The other time the Rules come into play is when something works for an individual. The best example of this I have found is with religion. I know Buddhism work for me. It works so well that I talk about it a lot, but I get that just because it works for me, doesn't mean it will work for you. Just like I understand that just because I don't really like oil paints, but I love acrylic, doesn't mean I would be 'right' in telling someone that acrylics are superior to oil. They aren't. They're not better nor worse. They just are.

When painting portraits in acrylic at the class Sadie Lee put on we were not allowed to sketch on the canvas to start. She made us paint directly onto the blank surface. I didn't mind doing this but personally, I like a basic sketch to use as a template. Amusingly enough, when Sadie pulled out the portrait she had prepared for the class, you could see the pencil lines beneath her paint.

Then there was the time I was watching Rolf Harris painting a series inspired by A Midsummer Night's Dream. One of his models asked if he ever drew on the canvas first and he said no, never, because it was a painting, not a drawing.
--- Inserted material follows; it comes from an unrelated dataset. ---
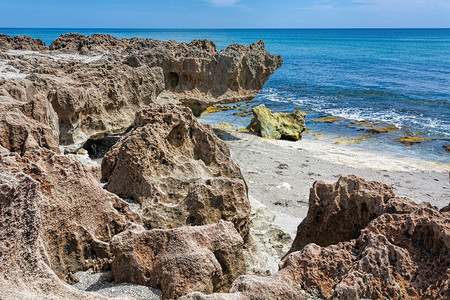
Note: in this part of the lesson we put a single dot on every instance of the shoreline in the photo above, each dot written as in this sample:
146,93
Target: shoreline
280,173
Point is, that's what works for him. That's what works for Sadie. And that's what works for me. We each have our own techniques and none of them are any better or worse. We just found what works for us.

Last night at my writing course the instructor made a statement regarding writing on a computer vs. writing by hand. He said that often, writing on a computer limits us, and writing by hand makes our work more free. A clear example of someone laying down their opinion as if it were a Rule. I simply didn't let it stand. I explained that my train of thought moves more quickly than I am able to write by hand and as a result my sentences become garbled, incomprehensible and sometimes I miss them out entirely as my hand can't keep up. My method of two finger typing, however, is conducive to my free flow of thought and my preference for writing.

I am very thankful to my mum for this lesson in life. By teaching me that what someone says based on how they feel is theirs and theirs alone, she taught me to question what I am told and to be self determining in my actions. My inherent Buddhism reminds me to challenge my own opinions and never hold them too close. And those lovely troublemakers remind me to be mindful of Rules which might not actually be worthy of a capitalised 'R'.